2019: Ein neues Jahr des politischen Widerstandes hat begonnen!

2019: Ein neues Jahr des politischen Widerstandes hat begonnen!

Das Jahr 2019 ist nun schon einige Stunden alt und ein Blick auf die kommenden Monate zeigt, daß es eine turbulente Zeit werden wird. Bundesweit, aber sicherlich auch in Dortmund. Gerade für radikal-rechte Parteien stehen im Laufe des Jahres wichtige Termine an, etwa die Europawahl, bei der es für DIE RECHTE vor allem um eine Steigerung der öffentlichen Wahrnehmung, die Thematisierung der fehlenden Meinungsfreiheit durch die Spitzenkandidatur von Ursula Haverbeck sowie vielleicht einen Überraschungserfolg geht. Durch die fehlende Prozenthürde ist zumindest die Möglichkeit gegeben.

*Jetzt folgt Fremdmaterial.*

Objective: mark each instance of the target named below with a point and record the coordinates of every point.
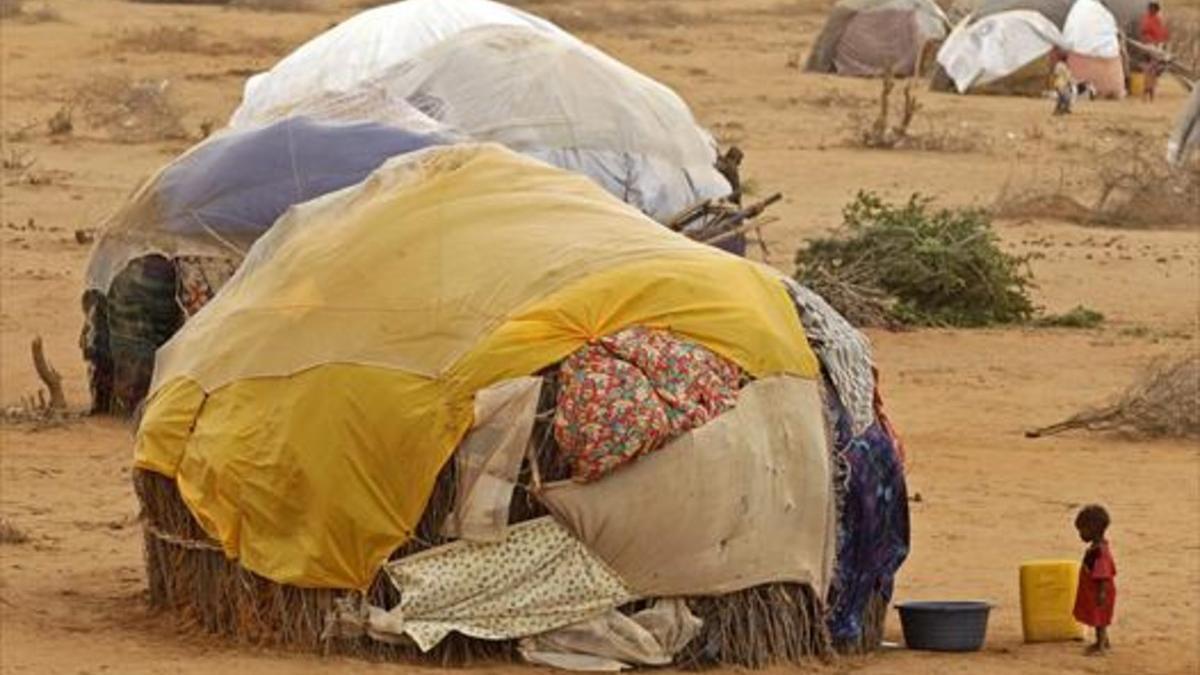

Auch in Dortmund wird der Europawahlkampf seine Spuren hinterlassen, zum Jahresende dürften dann bereits die Weichen in Richtung der Kommunalwahl 2020 gestellt werden, bei der die Herrschenden zittern, daß es den Rechten gelingen könnte, in Fraktionsstärke in den Dortmunder Rat einzuziehen. Sowohl im Vorfeld der Europawahl, die im Mai 2019 stattfindet, als auch der Kommunalwahl, dürfte der Gegenwind noch einmal deutlich zunehmen. Das Jahr 2019 dürfte deshalb auch ein Jahr der Repression werden, im „Kampf gegen Rechts“ hat der politische Gegner – ganz gleich, ob Linksextremist auf der Straße, Oberbürgermeister im Rathaus oder die Polizei als politische Behörde – seine Maske immer wieder fallenlassen, offener Gesetzesbruch gegen Nationalisten ist längst Alltag, zahllose Gerichtsverfahren warten derzeit an den Verwaltungsgerichten auf Entscheidungen, in der Vergangenheit wurde vielfach festgestellt, wie dreist der Staat seine eigenen Gesetze bricht.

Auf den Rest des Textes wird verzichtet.